I admit that I was not opposed to the quarterback switch a few weeks ago when the Miami Dolphins felt it was best to sit Chad Henne and start the fragile veteran in hopes of salvaging the season. I did write, though, that the swap sure had the stench if desperation.
But there was a little twist of fate just minutes into that first game following the quarterback change. Chad Pennington exited with yet another shoulder injury just two plays into the game - forcing the young, recently demoted Henne back into the fire. And all he's done since then is put together two very good performances, leading his team to two wins - with the drama of a somewhat serious knee injury being thrown into the fray as well.
"When I took Chad out for Chad Pennington, we had a really great conversation," head coach Tony Sparano said on Sunday after the game. "He didn't want to punch - I mean maybe he wanted to punch me in the head. I don't know. But it wasn't one of those things. I have a really good relationship with the kid and he did a heck of a job for us."
No, Henne did not take a swing at his head coach when he was told he would be benched. Instead he said all the right things, prepared, and waited for his second chance. His shot at redemption came just a few days later - and he clearly made the decision to let it fly. After all, if Chad was going to lose his job, he might as well go down with guns blazing.
"There have been tough times the last couple of weeks," Henne said after Sunday's win. "I've been preparing and I knew my day would come again. So I came out and played my game and showed the coaches I'm able to come out here and help the team win."
He played his game. Let that sink in for a moment.
I know I'm not the only one who has noticed a difference in Chad Henne on the field in his last two games. He's playing with some swagger. He's playing with some attitude. He's playing with something I refer to as the "F--- You" mentality.
While Henne didn't take a shot at Sparano in the literal sense, what he's doing now is taking shots at his coaches on the field - by taking shots down the field.
Numbers don't lie
All you have to do to see the obvious difference in how Henne is playing the game since his benching is look at his numbers. His 10.23 yards per attempt average on Sunday was his highest single-game YPA of his young career. His 8.57 YPA average against Tennessee was the third highest total of his career.
I don't think that's a coincidence.
Also not a coincidence is Henne's 100.3 passer rating on Sunday - his third best single-game performance in his career. Chad has only put up a 90+ passer rating in seven of the 25 games he's attempted a pass in. Two of those performances were his past two games.
Over his last two games, Henne has a cumulative passer rating of 96, completing 62% of his passes and averaging 9.43 yards per attempt. If not for those two interceptions - pass attempts that saw Henne trying to do too much instead of simply throwing it away - his play these past two weeks would have been seemingly spotless.

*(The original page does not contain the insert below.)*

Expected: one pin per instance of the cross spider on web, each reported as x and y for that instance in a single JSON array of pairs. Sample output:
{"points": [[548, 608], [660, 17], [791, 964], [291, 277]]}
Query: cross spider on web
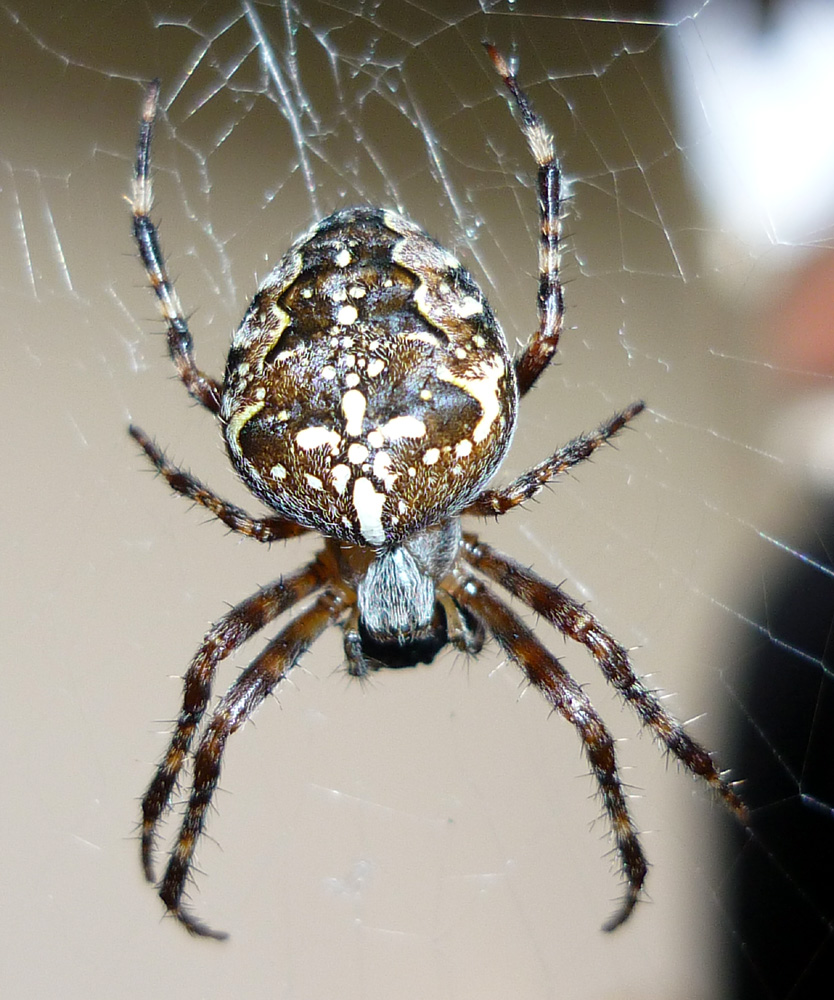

Henne and Sparano are intertwined
"Listen, I want somebody to go out there and make me wrong," declared Sparano following the game. "That's good. I have no problem with that."
Of course he doesn't. Why would he?
His fate as head coach of this team very much rests on how well Chad Henne develops. If the coaches and front office all agree that Henne is not "the guy" for this franchise, then it's unlikely Sparano will still be in Miami to help find who is.
That's the nature of this business.
And that is why it's fascinating that the quarterback he benched will ultimately play a huge role in Sparano's future with this franchise.
"I thought that he showed great progress," Sparano said about Henne on Monday. "He showed me that he didn't put his head in the sand here through this whole thing which I knew he wouldn't do. He's not that type of kid, he's not built that way."